Win32.HLLW.Ghost.9732
(Trojan.Vb.AQX (BitDefender), WORM_VB.BDK, Trojan:Win32/VB.AAE (Microsoft), Trojan.Win32.VB.aqx (VBA32), Trojan.Vb.AQX, Generic VB.b, VB.BQF, Trojan.VB-579 (ClamAV), W32/YahLover.worm.gen, TROJ_Generic, Win32/VB.AAE, Generic.ZFQ, Parser error, Trojan.Win32.VB.aqx (Kaspersky), Trojan Horse (Symantec), Generic VB.b (McAfee), Win32/VB.AQX (NOD32v2), Trj/Agent.CEW (Panda), Trojan.Win32.VB.aqx)
Добавлен в вирусную базу Dr.Web:
2007-11-19
Описание добавлено:
2007-11-19
Тип вируса: Червь
Уязвимые ОС: Win NT-based
Размер: 59 392 байта
Упакован: ASPACK
Техническая информация
Написан на Microsoft Visual Basic 6.0.
При своём запуске открывает в Проводнике Windows каталог Мои Документы.

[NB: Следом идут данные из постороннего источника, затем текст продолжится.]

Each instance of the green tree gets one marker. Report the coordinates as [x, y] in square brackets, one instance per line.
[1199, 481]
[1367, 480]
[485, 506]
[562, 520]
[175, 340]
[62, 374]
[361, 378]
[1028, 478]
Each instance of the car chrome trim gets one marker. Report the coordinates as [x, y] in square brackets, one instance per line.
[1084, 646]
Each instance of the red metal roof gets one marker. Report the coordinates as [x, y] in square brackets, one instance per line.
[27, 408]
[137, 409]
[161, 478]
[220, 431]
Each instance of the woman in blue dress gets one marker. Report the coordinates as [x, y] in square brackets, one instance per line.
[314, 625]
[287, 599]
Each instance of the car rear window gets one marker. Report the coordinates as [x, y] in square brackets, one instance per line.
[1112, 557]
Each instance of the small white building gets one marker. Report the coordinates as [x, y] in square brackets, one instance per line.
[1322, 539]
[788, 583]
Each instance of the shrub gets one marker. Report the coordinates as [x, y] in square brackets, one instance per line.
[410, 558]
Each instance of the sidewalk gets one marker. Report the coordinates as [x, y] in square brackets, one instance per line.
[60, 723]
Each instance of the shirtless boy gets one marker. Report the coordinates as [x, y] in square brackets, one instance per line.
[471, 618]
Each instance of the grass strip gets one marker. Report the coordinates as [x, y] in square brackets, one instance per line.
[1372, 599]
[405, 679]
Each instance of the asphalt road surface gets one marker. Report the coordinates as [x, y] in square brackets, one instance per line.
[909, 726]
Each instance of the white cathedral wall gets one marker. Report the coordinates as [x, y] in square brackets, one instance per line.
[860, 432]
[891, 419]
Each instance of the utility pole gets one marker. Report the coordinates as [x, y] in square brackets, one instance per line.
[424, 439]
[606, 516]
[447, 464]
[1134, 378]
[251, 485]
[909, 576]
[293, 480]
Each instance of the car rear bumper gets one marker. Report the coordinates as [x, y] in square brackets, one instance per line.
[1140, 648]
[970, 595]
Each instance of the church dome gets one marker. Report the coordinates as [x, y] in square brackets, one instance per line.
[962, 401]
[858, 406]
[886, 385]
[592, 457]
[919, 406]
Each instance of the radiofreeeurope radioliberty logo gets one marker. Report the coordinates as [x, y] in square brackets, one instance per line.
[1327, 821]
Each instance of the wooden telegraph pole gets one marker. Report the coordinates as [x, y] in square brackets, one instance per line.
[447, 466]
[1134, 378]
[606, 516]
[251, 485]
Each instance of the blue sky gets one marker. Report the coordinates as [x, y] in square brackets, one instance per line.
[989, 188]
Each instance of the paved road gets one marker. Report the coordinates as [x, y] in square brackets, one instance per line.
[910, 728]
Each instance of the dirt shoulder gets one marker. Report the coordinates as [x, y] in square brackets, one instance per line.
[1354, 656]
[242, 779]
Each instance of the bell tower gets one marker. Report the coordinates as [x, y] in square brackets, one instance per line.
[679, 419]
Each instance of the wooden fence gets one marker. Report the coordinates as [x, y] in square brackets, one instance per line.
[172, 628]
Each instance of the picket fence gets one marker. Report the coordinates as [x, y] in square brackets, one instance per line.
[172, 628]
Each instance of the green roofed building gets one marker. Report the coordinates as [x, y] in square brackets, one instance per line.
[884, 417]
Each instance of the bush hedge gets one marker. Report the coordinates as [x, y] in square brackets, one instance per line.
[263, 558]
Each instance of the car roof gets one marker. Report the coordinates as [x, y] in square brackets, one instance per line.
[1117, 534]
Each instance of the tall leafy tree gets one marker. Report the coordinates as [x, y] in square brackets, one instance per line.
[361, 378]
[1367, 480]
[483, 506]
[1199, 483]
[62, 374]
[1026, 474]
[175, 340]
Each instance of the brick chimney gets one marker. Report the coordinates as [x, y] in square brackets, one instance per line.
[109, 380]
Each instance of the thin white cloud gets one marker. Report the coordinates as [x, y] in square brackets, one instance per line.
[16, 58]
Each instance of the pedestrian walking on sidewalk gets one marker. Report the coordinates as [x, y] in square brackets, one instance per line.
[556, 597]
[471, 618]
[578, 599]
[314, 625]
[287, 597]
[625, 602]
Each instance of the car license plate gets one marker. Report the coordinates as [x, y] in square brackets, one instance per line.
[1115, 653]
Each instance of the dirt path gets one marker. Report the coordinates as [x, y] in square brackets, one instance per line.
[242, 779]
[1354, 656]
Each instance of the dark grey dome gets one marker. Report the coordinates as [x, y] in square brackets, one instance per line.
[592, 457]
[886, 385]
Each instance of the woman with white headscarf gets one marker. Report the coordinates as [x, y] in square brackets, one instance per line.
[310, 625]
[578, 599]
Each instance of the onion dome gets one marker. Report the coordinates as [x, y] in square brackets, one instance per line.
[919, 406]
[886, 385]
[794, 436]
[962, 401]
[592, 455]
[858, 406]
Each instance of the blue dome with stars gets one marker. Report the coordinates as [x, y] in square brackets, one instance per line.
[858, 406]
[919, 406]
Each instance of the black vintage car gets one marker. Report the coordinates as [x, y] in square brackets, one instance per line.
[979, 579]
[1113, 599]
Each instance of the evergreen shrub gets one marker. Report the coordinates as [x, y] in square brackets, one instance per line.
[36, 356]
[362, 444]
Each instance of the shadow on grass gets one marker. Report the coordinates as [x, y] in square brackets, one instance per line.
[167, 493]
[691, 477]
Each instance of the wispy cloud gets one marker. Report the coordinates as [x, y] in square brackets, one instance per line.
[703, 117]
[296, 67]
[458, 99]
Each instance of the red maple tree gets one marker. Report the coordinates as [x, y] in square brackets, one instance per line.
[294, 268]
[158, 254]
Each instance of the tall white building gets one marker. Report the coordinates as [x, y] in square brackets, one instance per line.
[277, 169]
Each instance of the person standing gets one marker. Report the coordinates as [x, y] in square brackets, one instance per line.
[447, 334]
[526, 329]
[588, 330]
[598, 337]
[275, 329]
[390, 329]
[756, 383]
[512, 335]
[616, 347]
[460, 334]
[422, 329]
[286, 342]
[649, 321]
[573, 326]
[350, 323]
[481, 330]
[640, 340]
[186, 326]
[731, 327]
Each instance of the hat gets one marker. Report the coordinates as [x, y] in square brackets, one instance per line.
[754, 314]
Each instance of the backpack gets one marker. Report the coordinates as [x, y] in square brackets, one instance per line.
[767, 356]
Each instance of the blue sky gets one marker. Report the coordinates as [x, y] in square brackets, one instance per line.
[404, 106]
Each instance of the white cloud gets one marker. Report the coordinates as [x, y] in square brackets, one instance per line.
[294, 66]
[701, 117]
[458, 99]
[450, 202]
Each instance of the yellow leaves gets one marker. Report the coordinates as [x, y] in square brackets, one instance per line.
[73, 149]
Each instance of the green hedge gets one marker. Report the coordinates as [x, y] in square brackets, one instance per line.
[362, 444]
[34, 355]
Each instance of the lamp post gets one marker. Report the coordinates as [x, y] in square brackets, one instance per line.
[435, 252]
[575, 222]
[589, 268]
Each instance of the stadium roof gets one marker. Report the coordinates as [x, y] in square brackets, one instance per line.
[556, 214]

Создаёт в каталоге профиля пользователя копии своего исходного файла:
%USERPROFILE%\Application Data\explorer.exe
%USERPROFILE%\Application Data\lsass.exe
после чего исходный файл завершает свою работу.
Создаёт свои копии в меню "Пуск"с именами Empty.pif и windows.pif для обеспечения своего запуска при каждом старте Windows:
C:\Documents and Settings\%USERPROFILE%\Start Menu\Programs\Startup\Empty.pif
C:\Documents and Settings\%USERPROFILE%\Start Menu\Programs\Startup\windows.pif
Помещает свои копии во все катологи, причём имя файла при этом совпадает с именем целевого каталога. Если в каталоге уже существовал файл с тем же именем, червь замещает его своей копией.
Информация по восстановлению системы
1. Отключить инфицированный компьютер от локальной сети и\или Интернета и отключить службу Восстановления системы.
2. С заведомо неинфицированного компьютера скачать бесплатную лечащую утилиту Dr.Web CureIt! и записать её на внешний носитель.
3. Инфицированный компьютер перезагрузить в Безопасный режим (F8 при старте Windows) и просканировать инфицированный компьютер Dr.Web CureIt!. Для найденных объектов применить действие "Лечить".